Even when looking at income, women benefitted more from the interventions. The average monthly incomes of the females in the control group was EGP 29.74. As for the treatment groups, women saw an average monthly income of EGP 130.74. There seemed to be little change among male participants.

“In addition, there was also increases in total hours worked and asset ownership. In general, all the indicators that we’re getting is that there is an increase in participation in labor market activities. People are working more. They’re getting more income. They are identifying themselves as working individuals,” Ali says.

While participants in the treatment groups only reported small, perhaps insignificant increases in levels of happiness, they had much more optimistic outlooks on the future, feeling more hopeful about where they will be in a year’s time.

“The main important takeaway is that prior to this study, we had no rigorous experimental evidence about the effectiveness of employment programs in Egypt,” Osman says, emphasizing the significance of these findings.

He adds that another important takeaway is how this goes against the grain of already established research. “There’s a large international literature that says employment programs usually don’t work.
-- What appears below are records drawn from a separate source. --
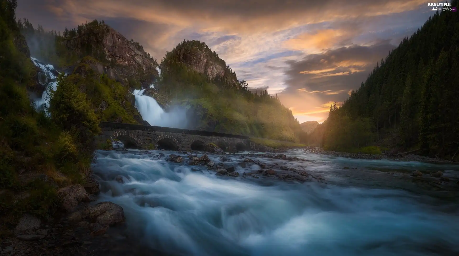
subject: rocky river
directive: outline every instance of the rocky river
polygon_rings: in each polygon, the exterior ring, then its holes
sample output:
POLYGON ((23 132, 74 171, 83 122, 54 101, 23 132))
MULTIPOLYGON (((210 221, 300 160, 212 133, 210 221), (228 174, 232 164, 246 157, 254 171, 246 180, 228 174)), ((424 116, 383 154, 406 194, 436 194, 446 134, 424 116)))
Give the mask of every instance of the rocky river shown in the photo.
POLYGON ((459 255, 452 163, 307 149, 96 153, 98 196, 4 252, 30 255, 21 245, 33 242, 43 255, 459 255))

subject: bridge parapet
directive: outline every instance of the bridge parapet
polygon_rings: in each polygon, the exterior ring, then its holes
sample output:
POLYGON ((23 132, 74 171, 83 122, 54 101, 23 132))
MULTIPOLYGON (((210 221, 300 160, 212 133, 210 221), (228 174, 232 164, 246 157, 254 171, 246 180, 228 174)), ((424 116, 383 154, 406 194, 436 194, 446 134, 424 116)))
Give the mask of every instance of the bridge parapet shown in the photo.
POLYGON ((206 144, 214 143, 231 151, 250 146, 248 136, 237 134, 112 122, 101 122, 99 126, 99 142, 118 139, 125 145, 141 148, 201 150, 206 144))

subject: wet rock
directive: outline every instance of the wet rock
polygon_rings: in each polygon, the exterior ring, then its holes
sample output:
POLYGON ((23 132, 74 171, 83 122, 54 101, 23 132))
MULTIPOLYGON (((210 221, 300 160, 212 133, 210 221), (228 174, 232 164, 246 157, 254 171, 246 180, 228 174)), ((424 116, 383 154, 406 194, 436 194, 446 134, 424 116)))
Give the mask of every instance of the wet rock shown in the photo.
POLYGON ((215 154, 224 154, 225 151, 220 147, 213 143, 209 143, 206 145, 206 151, 215 154))
POLYGON ((32 215, 25 214, 19 220, 19 223, 14 229, 15 232, 20 233, 40 228, 41 221, 32 215))
POLYGON ((67 217, 67 219, 69 221, 73 222, 78 222, 81 220, 81 212, 80 211, 75 211, 75 212, 72 212, 70 213, 68 216, 67 217))
POLYGON ((440 171, 436 172, 431 173, 431 175, 435 178, 440 178, 443 175, 443 173, 440 171))
POLYGON ((207 163, 210 161, 210 159, 209 159, 209 157, 207 156, 207 155, 203 155, 202 156, 199 158, 198 161, 204 161, 207 163))
POLYGON ((18 235, 16 236, 16 238, 19 239, 19 240, 22 240, 22 241, 35 241, 35 240, 42 239, 44 238, 45 238, 44 235, 33 234, 27 234, 27 235, 18 235))
POLYGON ((229 173, 228 176, 232 176, 234 177, 239 177, 239 173, 238 173, 237 172, 233 172, 232 173, 229 173))
POLYGON ((101 202, 90 207, 89 217, 92 223, 93 235, 103 234, 110 226, 125 220, 123 207, 112 202, 101 202))
POLYGON ((219 173, 222 175, 226 175, 226 173, 228 173, 228 172, 226 170, 225 170, 224 169, 219 169, 217 170, 217 173, 219 173))
POLYGON ((57 195, 61 200, 61 206, 67 211, 71 211, 80 202, 89 201, 88 194, 80 184, 72 185, 60 189, 57 195))
POLYGON ((37 234, 44 235, 46 236, 48 235, 48 229, 42 229, 41 230, 39 230, 37 231, 37 234))
POLYGON ((89 194, 98 195, 100 192, 99 183, 97 181, 88 182, 84 184, 84 190, 89 194))
POLYGON ((449 182, 449 178, 448 177, 442 177, 440 178, 440 180, 442 181, 446 181, 447 182, 449 182))
POLYGON ((121 175, 118 175, 115 177, 115 180, 117 181, 118 183, 121 183, 121 184, 124 184, 124 179, 123 178, 123 176, 121 175))

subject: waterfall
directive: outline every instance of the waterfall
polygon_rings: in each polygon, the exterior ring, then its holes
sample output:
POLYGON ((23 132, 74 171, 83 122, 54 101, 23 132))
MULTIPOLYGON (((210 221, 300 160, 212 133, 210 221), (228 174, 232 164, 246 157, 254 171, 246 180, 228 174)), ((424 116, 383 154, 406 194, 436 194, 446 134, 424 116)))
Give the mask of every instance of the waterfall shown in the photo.
POLYGON ((172 128, 185 128, 187 124, 186 112, 178 108, 166 112, 153 98, 144 95, 145 90, 134 90, 135 107, 143 119, 151 125, 172 128))
POLYGON ((45 86, 45 91, 41 95, 41 98, 35 99, 34 101, 35 108, 38 110, 44 105, 47 108, 50 107, 49 89, 55 91, 57 87, 57 78, 54 73, 57 71, 54 69, 53 65, 50 64, 45 65, 37 59, 31 57, 32 62, 37 67, 41 69, 41 72, 39 74, 39 80, 40 84, 45 86))

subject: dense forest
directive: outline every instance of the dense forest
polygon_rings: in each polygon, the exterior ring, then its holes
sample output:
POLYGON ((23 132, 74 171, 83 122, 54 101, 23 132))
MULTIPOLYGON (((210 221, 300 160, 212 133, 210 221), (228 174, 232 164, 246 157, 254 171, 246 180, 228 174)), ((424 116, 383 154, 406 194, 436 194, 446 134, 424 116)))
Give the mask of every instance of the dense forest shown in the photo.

Maybe it doesn’t work in other countries but let’s check and see if it works in Egypt and we found that it works quite well for women. This implies that women are facing a different set of constraints than men. Future research will try to understand what those constraints are and how can we help women overcome those constraints.”

When J-PAL come back to the Minya program later this year to conduct a four-year follow-up evaluation, they will be paying closer attention to how counseling may have affected the sample group over the long term, which is still being debated.

“Counseling, at least in the short term, doesn’t seem to be efficient. It’s possible that the counseling needs longer to actually show an effect. That’s why we’re excited about that,” Osman says.

“The four-year follow-up data will allow us to see two things: Did this intervention actually lead to any long-term impacts? A lot of times, we see short-term impacts that fade out over time. Does that happen here? And if so, we should keep that in mind for thinking about the cost effectiveness of this program. If you have a program that just helps somebody for a year, that’s different from a program that helps somebody for four years. When you’re trying to figure out if it is worth spending money on these things, you want to know how long the benefit will last for.”